Regulation of local translation at the synapse by BDNF

The neurotrophin brain-derived neurotrophic factor (BDNF) plays a key role in synaptic plasticity, in part due to changes in local protein synthesis. Activation of TrkB (tropomyosin-related kinase B) receptors for BDNF triggers several parallel signaling pathways, including the Ras/ERK, the phosphatidylinositol 3-kinase (PI3-K) and the phospholipase C-γ pathways. Recent studies have elucidated some of the signaling mechanisms that contribute to the regulation of translation activity by BDNF, through modulation of initiation and elongation phases, but the resulting changes in the proteome are not yet fully characterized. The proteins synthesized in response to activation of TrkB receptors by BDNF depend on the mRNAs that are available locally, after delivery and transport along dendrites. Recent studies have shown that BDNF may also play a regulatory role at this level. Furthermore, BDNF regulates transcription activity, thereby affecting the array of mRNAs available to be transported along dendrites. This review highlights the recent advances in the understanding of the diversity of mechanisms that contribute to the regulation of the synaptic proteome by BDNF, which may account for its role in synaptic plasticity.

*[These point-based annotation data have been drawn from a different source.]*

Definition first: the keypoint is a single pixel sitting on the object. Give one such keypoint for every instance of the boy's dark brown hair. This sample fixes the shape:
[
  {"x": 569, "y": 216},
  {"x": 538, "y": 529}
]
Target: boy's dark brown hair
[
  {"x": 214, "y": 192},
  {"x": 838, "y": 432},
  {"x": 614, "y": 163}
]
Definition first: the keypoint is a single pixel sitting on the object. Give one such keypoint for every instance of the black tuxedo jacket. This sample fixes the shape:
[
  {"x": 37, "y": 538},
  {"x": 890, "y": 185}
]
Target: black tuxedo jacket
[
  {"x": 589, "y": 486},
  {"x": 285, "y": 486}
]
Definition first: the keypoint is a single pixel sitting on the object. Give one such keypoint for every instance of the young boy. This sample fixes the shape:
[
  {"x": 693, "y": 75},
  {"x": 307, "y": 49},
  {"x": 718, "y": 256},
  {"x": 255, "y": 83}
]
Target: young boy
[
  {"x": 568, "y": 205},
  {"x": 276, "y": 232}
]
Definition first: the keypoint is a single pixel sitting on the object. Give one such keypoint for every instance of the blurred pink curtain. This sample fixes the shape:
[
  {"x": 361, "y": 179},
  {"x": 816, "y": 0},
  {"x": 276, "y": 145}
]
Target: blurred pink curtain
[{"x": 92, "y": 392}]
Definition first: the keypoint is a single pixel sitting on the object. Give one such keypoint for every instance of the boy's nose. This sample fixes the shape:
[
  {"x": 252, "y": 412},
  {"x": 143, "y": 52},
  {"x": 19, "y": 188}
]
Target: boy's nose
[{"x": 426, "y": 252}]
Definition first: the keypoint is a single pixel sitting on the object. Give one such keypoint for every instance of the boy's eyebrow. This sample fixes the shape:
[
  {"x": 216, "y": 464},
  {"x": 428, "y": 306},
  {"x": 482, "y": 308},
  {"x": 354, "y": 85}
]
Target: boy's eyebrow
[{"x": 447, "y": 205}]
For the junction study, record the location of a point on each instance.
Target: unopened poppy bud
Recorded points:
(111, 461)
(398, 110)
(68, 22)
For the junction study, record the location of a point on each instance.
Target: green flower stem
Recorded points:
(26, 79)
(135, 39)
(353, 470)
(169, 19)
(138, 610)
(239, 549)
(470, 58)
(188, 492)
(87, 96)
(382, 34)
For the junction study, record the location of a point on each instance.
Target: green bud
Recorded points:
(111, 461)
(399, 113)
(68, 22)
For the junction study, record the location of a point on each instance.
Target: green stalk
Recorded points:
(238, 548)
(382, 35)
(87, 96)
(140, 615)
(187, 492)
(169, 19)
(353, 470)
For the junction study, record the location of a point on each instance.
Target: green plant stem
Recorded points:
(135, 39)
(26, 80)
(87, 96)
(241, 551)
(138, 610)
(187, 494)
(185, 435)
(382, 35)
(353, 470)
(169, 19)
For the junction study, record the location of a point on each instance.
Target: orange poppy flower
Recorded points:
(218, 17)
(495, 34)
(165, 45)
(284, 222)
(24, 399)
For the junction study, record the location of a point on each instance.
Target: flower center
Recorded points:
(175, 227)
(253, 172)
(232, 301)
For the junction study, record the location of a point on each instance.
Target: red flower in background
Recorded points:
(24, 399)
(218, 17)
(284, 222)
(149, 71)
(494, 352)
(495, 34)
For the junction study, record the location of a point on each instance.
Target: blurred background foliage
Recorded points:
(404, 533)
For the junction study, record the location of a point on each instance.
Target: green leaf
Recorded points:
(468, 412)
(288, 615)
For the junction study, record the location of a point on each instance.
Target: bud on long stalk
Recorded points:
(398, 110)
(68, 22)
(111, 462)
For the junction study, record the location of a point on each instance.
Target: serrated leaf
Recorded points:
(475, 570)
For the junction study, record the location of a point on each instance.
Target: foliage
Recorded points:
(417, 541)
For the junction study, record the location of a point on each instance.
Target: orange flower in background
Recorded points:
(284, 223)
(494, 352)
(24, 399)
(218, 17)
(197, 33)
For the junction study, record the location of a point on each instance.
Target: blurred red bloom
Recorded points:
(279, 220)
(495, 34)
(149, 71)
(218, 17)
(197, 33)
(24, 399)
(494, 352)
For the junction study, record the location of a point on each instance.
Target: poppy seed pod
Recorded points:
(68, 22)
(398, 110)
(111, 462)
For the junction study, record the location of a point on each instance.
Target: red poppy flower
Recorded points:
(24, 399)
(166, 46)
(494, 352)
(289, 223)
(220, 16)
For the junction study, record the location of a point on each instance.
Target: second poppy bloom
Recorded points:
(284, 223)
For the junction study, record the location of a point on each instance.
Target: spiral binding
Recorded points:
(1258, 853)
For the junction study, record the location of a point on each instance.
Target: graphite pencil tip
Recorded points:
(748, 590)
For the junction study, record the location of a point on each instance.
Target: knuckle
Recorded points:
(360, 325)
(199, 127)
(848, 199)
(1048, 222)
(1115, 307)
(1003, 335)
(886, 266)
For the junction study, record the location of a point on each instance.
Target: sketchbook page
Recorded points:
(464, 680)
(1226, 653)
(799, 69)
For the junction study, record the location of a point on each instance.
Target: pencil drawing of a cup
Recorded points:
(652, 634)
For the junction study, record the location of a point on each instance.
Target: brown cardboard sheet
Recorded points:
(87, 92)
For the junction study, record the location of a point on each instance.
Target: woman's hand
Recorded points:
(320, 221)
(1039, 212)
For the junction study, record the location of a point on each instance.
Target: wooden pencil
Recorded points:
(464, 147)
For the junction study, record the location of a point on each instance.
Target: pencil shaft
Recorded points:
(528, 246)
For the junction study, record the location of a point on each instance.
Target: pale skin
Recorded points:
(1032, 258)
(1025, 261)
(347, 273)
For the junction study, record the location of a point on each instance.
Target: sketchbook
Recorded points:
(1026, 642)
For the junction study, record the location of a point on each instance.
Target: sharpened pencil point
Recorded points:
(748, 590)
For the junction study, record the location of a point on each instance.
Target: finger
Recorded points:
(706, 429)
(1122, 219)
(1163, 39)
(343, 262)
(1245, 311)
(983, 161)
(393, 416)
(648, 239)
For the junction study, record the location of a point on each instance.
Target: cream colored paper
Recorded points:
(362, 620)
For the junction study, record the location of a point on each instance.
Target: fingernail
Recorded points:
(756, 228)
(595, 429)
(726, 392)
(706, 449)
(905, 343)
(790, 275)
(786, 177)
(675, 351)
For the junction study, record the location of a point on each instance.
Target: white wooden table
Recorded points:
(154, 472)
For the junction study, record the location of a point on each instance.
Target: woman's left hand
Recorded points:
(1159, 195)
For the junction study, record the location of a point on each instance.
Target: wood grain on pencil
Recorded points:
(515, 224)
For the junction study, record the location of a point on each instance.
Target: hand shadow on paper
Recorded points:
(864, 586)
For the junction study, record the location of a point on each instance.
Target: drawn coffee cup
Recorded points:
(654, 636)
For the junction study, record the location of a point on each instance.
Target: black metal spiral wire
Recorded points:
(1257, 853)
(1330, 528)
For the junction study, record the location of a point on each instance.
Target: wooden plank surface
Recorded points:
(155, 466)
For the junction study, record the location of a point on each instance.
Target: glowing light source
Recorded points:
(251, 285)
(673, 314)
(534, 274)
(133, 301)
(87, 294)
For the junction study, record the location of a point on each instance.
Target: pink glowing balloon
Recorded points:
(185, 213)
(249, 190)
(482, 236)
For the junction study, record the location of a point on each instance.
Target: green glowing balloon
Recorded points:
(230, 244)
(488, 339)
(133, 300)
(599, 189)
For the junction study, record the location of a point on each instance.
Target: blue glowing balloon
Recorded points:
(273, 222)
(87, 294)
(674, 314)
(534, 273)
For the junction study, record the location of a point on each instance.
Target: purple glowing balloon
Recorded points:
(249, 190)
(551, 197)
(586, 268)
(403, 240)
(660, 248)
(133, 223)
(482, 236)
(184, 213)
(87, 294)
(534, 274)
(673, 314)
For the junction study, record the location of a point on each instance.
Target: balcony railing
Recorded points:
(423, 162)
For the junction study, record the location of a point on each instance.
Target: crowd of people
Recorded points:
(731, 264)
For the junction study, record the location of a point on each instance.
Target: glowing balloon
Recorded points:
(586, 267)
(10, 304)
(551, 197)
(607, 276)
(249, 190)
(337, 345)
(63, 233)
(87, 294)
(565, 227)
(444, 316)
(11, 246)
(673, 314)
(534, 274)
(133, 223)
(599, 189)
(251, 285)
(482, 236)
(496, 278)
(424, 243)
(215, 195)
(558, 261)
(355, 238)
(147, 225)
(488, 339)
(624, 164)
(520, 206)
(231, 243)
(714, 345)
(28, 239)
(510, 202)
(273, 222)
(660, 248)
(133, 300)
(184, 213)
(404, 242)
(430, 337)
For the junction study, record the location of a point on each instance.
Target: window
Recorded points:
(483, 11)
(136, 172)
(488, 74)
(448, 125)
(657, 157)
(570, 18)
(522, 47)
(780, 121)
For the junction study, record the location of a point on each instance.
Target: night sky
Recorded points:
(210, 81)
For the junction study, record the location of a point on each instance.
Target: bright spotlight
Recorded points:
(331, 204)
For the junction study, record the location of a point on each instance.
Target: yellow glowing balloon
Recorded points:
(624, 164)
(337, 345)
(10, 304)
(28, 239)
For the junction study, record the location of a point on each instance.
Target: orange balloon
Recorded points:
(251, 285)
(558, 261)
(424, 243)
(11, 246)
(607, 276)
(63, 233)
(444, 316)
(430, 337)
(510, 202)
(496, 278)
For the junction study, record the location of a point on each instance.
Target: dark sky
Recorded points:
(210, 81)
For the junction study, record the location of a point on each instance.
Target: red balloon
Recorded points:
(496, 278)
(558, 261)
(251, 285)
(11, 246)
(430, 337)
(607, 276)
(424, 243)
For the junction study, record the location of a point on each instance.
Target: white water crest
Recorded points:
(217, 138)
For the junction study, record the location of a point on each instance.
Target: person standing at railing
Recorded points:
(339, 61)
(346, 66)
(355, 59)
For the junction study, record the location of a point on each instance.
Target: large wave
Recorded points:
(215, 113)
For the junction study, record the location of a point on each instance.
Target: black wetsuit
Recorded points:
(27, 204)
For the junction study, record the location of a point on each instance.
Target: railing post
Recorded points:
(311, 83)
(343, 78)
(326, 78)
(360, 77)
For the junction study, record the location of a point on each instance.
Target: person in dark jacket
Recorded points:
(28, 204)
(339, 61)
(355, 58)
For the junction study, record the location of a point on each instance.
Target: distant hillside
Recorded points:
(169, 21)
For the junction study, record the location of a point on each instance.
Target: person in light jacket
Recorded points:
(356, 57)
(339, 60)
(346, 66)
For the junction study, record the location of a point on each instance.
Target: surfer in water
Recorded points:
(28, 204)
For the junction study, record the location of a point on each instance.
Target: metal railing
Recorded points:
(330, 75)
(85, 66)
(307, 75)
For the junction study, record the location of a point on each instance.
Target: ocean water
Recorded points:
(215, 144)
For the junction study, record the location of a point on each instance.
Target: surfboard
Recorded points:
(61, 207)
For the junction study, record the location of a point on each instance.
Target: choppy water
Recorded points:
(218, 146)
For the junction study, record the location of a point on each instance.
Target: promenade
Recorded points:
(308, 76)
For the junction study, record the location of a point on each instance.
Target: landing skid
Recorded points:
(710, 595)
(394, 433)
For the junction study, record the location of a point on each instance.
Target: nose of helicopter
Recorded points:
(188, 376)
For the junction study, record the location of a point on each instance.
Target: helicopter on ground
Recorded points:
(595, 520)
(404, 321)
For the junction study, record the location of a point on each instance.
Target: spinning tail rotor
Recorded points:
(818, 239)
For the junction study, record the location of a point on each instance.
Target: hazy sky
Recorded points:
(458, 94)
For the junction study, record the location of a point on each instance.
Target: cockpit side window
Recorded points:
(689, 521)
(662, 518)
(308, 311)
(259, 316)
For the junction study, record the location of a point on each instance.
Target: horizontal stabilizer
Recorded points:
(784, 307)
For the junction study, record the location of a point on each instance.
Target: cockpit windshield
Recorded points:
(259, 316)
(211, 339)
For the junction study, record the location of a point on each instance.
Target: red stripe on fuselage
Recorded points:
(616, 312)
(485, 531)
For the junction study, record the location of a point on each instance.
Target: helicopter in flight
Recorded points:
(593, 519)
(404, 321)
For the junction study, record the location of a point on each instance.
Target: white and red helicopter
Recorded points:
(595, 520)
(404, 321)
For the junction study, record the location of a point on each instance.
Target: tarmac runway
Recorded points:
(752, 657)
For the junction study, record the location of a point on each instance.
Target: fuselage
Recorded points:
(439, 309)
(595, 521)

Research highlights▶ BDNF is released from different types of neurons in an activity-dependent manner. ▶ BDNF regulates transcription and delivery of specific transcripts to dendrites. ▶ BDNF acts on a subpopulation of RNA-binding proteins. ▶ BDNF regulates local protein synthesis at the synapse. ▶ Local protein synthesis induced by BDNF contributes to long-term synaptic plasticity and memory formation.